Full spectrum with the same per-group channel capacity as the paper models. More total params but no per-band capacity compromise.

Preset G Bands Per-group ch Freq coverage Params
fullband_large_wide 84 6 14 0-22 kHz 8,354,908
fullband_small_wide 48 6 8 0-22 kHz 4,102,712

Why Three Tiers?

G (base channel width) must be divisible by n_bands for group convolutions. With 6 bands, G cannot be 56 (not divisible by 6). Two strategies:

  1. Matched-param: Pick the nearest divisible G that keeps total params similar (G=60 or 36). Each group conv processes fewer channels per band, but total model size stays close to the paper.

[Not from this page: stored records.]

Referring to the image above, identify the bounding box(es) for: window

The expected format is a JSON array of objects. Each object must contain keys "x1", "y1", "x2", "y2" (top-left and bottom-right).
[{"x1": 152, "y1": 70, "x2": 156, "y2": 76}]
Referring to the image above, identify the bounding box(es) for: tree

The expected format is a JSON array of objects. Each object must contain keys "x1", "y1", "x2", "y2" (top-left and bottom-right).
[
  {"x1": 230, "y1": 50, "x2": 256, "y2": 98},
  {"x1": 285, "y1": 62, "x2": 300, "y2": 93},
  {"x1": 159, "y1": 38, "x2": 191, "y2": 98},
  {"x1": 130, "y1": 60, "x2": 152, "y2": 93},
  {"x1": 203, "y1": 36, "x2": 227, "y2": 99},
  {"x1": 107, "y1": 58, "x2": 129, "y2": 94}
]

  2. Matched per-group (wide): Pick G so that G/n_bands equals the paper's per-group count (84/6=14, matching 56/4=14). Each band gets identical capacity, but total params increase ~1.8x.

Architecture

Input [B, C, L]
    |
    v
STFT -> [B, 4, F, T]         (stereo * real/imag = 4 channels)
    |
    v
Freq truncation -> [B, 4, freq_dim, T]
    |
    v
Z-score normalize
    |
    v
Band split -> [B, 4*n_bands, freq_dim/n_bands, T]
    |
    v
First conv (group K=1) -> [B, G, F_band, T]
    |
    v
Encoder (3x): SplitAndMerge + TimeDownsample
    |
    v
Bottleneck: SplitAndMerge + N_rope x DualPath(FreqRoPE + TimeRoPE)
    |
    v
Decoder: 1 heavy (upsample + skip * SplitAndMerge) + 2 light (upsample + skip)
    |
    v
Final conv (group K=1) -> [B, 4*n_bands, F_band, T]
    |
    v
Band merge -> [B, 4, freq_dim, T]
    |
    v
Source head -> [B, S*4, freq_dim, T]
    |
    v
Multiplicative mask on original STFT
    |
    v
Freq zero-pad + iSTFT -> [B, S, C, L]

Key Parameters

Parameter Description Constraint
G Base channel width. Channels at encoder stage i = G*(i+1) Must be divisible by n_bands
n_bands Number of equal-width frequency bands for group conv freq_dim must be divisible by n_bands
freq_dim Number of STFT bins to process (rest zero-padded) Paper: 2048 (~14.7 kHz). Fullband: 3072 (~22 kHz)
n_rope Number of dual-path RoPE transformer blocks in bottleneck Paper large: 5, paper small: 6
n_enc / n_dec Encoder stages / heavy decoder stages Asymmetric: n_dec < n_enc saves params
n_split_enc / n_split_dec Number of group conv layers per SplitAndMerge block Controls depth within each stage
bn_factor TDF bottleneck factor (freq_dim -> freq_dim/bn_factor -> freq_dim) Higher = more compression

Multi-Stem vs Per-Stem

This implementation outputs all stems simultaneously. The paper trains separate per-stem models. To use per-stem:

model = MoisesLight(**{**configs['paper_large'], 'sources': ['vocals']})
y = model(x)  # [B, 1, C, L]

Frequency Truncation

Paper presets use freq_dim=2048, keeping 2048 of 3073 STFT bins (~14.7 kHz at 44.1 kHz sample rate). Everything above is zeroed — hi-hats, vocal air, cymbal shimmer above ~15 kHz are not recovered. This saves ~33% compute through the U-Net.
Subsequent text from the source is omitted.